Marge is clever and thoughtful, but often she gives in to Homer and Bart’s stupidity because she isn’t very strong. Her sexist housewife role is rarely played in this day and age by the typical woman, who today works as hard or harder than the husband does. Marge is a mom who has learned to disguise her intelligence so as not to embarrass her huffily insecure husband. This simple quote: “Dad works, Mom doesn’t,” (Demon magazine 1998) proves what I have just said. Lisa, on the other hand, is extremely intelligent for her age of eight.
As I have already stated, she shows amazing capabilities in all areas, especially morals and ethics. She is not afraid to stand up for what she believes is right, even if she is standing alone. None of the male characters have ever, or would ever do anything like this. Lisa is described as the mouthpiece of the show, whose personal knowledge, beliefs and ideas let the writers bring up issues both social and moral and present them in an inspiring way. She strongly believes in feminism and equal rights, as Christopher Borrelli of Blade magazine once said: “Lisa could be the first cartoon intellectual.
Has there been a more visible or accessible feminist in the past twenty years then Lisa Simpson? ” Lisa, Marge and Maggie all play a part in the main family of the show, and contribute strongly to one of the most unusual and unique family scenarios ever presented in a cartoon. What’s especially admirable about ‘The Simpsons’ is the way satiric asides are tucked into every corner. The show keeps outdoing itself with wry sarcasm, topical themes and superb scripting which puts other comedies to shame.

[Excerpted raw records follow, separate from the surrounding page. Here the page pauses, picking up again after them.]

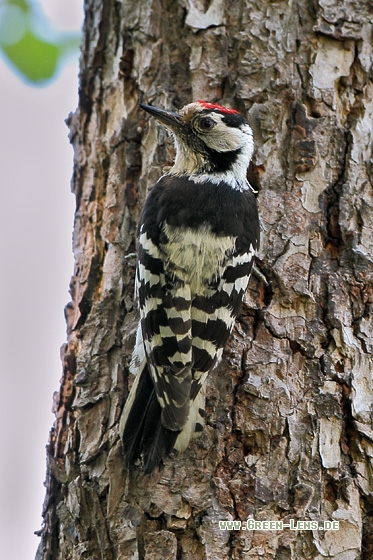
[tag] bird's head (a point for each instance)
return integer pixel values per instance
(212, 142)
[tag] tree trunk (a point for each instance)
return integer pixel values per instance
(289, 433)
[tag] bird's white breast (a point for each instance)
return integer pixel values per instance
(196, 256)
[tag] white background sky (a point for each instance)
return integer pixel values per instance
(36, 219)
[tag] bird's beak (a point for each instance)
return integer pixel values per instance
(170, 119)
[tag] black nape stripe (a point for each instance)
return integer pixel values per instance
(222, 161)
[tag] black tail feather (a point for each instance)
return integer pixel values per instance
(144, 437)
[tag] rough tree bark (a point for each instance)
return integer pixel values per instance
(289, 432)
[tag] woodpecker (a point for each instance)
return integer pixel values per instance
(197, 237)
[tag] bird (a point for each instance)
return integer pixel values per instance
(198, 234)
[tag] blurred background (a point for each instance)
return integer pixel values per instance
(39, 52)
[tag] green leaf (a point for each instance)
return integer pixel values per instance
(35, 58)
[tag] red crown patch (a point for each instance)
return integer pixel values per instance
(207, 105)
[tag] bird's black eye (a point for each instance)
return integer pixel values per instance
(206, 123)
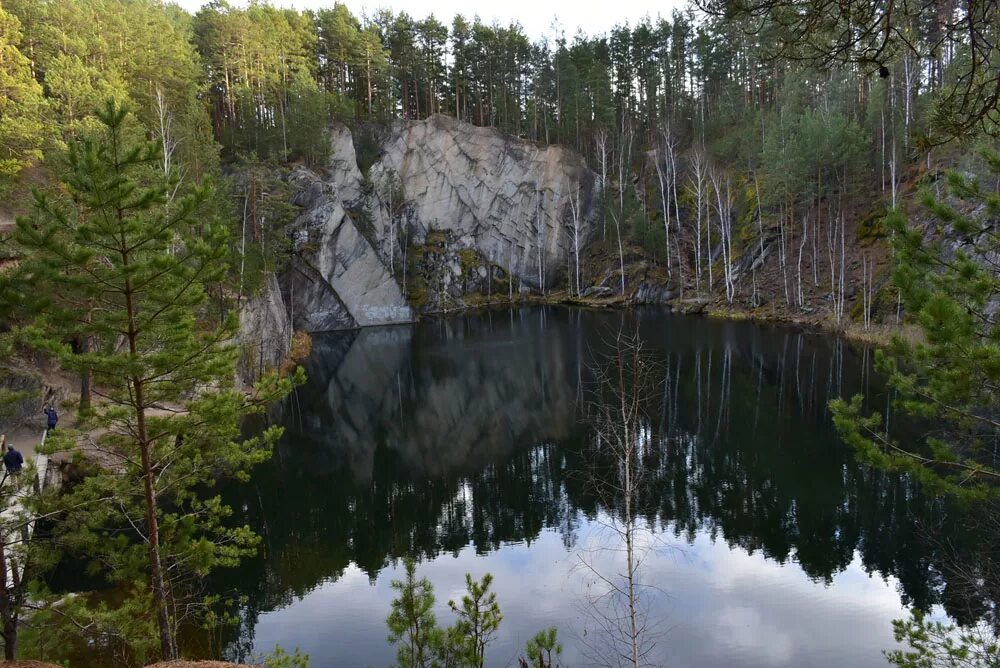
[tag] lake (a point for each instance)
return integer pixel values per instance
(467, 444)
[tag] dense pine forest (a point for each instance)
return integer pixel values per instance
(788, 125)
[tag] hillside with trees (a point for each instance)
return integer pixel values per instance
(737, 160)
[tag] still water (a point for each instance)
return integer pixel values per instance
(464, 442)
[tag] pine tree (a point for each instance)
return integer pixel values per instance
(952, 379)
(129, 262)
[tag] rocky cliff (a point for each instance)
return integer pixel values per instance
(480, 206)
(510, 200)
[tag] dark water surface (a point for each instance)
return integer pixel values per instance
(463, 443)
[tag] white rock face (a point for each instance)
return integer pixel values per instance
(509, 199)
(338, 280)
(264, 333)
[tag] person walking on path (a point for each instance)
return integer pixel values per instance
(53, 417)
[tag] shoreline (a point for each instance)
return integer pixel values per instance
(879, 335)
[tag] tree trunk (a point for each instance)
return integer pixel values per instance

It continues to emphasise that there’s a big world out there which television barely touches upon, and being the most realistically surreal cartoon series ever is continually striving to be funnier, tighter and more precise with it’s sarcasm. To achieve this, the show uses many different techniques of humour, which attract many different age groups. The nature of the humour used is mainly adult, but not in an inappropriate or crude way. ‘The Simpsons’ remains one of the funniest, freshest comedies on television. One of the largest used techniques must be stereotyping.